Being internationally present in multiple countries also allows a financial institution to have many sources of lines of credit, minimising risk.
Stanchart is currently a banker to more than four big banks in Zimbabwe and any exit will spell doom, while there will be no joy for most Visa and Mastercard users.
There is, however, lack of clarity on the future of the bank with no clear direction on whether a new investor is coming in or it means a total exit for the financial institution.
The biggest concern around acquisition is that there will not be much to sell considering that the bank was only left with two physical branches as it focused on digitisation.
A banker told the Independent that: “We had a meeting with top management and various proposals were put on the table. There is a suggestion to go the South African route of maintaining a branch in charge of clearing USD transactions and abandon the subsidiary route”.
Stanchart Zimbabwe head, corporate affairs, brand and marketing, Lillian Hapanyengwi said the bank was committed to managing this process in partnership with key stakeholders to minimise disruption for customers.
“The exit process is subject to regulatory approvals and Standard Chartered will continue to serve customers in Zimbabwe as usual, while options for divestment are pursued,” she said in an e-mailed response.
“We believe that the Zimbabwe business is well-placed to be run under new ownership and appropriate investment. The quality and capability of our staff will be a key point of attraction for potential buyers.”
Zimbabwe Banks and Allied Workers Union assistant secretary-general Shepherd Ngandu said the exit shows lack of faith in Zimbabwe considering that the same Stanchart is reported to be expanding its investment in neighbouring Zambia and establishing a regional head office.
“The decision by Stanchart, while celebrated by misguided elements within the polarised and politicised Zimbabwean society, has far-reaching implications not only in terms of massive job losses but also the loss of international correspondent banks and diminishing confidence in our national economic performance,” he said.
“With the departure of Barclays, Stanchart was the only remaining truly international bank.
“A number of international deals or transactions will thus be processed ordinarily through a bank that is well connected, and in Zimbabwe, we unfortunately continue to lose the connections, which are dominated by these foreign banks,” Ngandu said.
He said Standard Chartered Bank, which has a staff complement of over 200, had not officially communicated to its employees about the possible exit from Zimbabwe prior to the announcement in the media.
However, Ngandu said there were marathon discussions currently ongoing between the bank and its employees through the workers committee.
“The union is available to support the Stanchart workers through negotiations for separation packages and any necessary support,” he said.
“We understand an urgent works council is on the cards this week and a series of meetings to bring the workers up to speed with this possible job carnage.”

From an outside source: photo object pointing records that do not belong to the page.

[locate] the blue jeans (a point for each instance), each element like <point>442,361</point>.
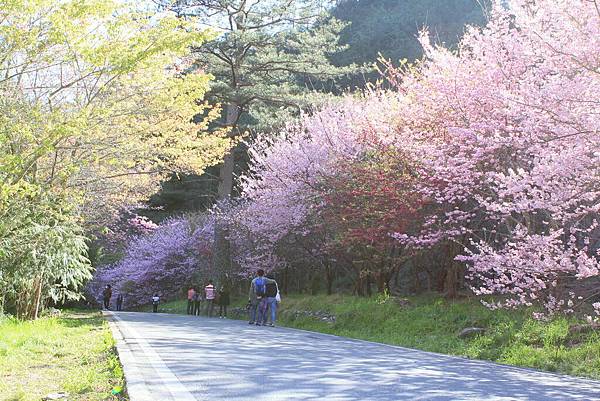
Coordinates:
<point>254,305</point>
<point>258,310</point>
<point>272,307</point>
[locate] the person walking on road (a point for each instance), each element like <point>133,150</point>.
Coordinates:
<point>119,302</point>
<point>210,294</point>
<point>197,303</point>
<point>223,301</point>
<point>106,295</point>
<point>271,302</point>
<point>257,297</point>
<point>155,302</point>
<point>191,293</point>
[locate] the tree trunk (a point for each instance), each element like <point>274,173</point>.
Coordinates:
<point>221,246</point>
<point>452,281</point>
<point>329,277</point>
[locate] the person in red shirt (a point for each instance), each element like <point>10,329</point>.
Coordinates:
<point>191,293</point>
<point>210,295</point>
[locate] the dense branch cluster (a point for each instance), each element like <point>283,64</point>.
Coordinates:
<point>483,162</point>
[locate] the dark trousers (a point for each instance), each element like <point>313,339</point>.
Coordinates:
<point>223,310</point>
<point>210,306</point>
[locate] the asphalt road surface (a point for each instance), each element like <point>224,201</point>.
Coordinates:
<point>186,358</point>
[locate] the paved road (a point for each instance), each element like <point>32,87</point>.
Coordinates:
<point>174,357</point>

Meanwhile, the banking sector has been hit by successive retrenchments since 2021 to date with more than 117 workers, including managers, having lost their jobs. The number is expected to increase by nearly 50% this year.
Banks, such as CBZ, Stanbic Bank and Steward Bank, contributed to the job losses with the major causes of retrenchments being reduction in physical branch network, shareholder changes and digitalisation.
According to Ngandu, job losses were as follows; CBZ, 59; Stanbic, 48; and Steward Bank, 10 non-managerial employees.
“If you add the managerial class of employees, the number can increase by a factor of nearly 50%. We have negotiated for up to four-to-six times the statutory minimum packages on behalf of our members,” he said.
“That is, the negotiated packages ranged from two months’ salary for every year served to three months’ salary against a statutory minimum of two weeks for every year served.”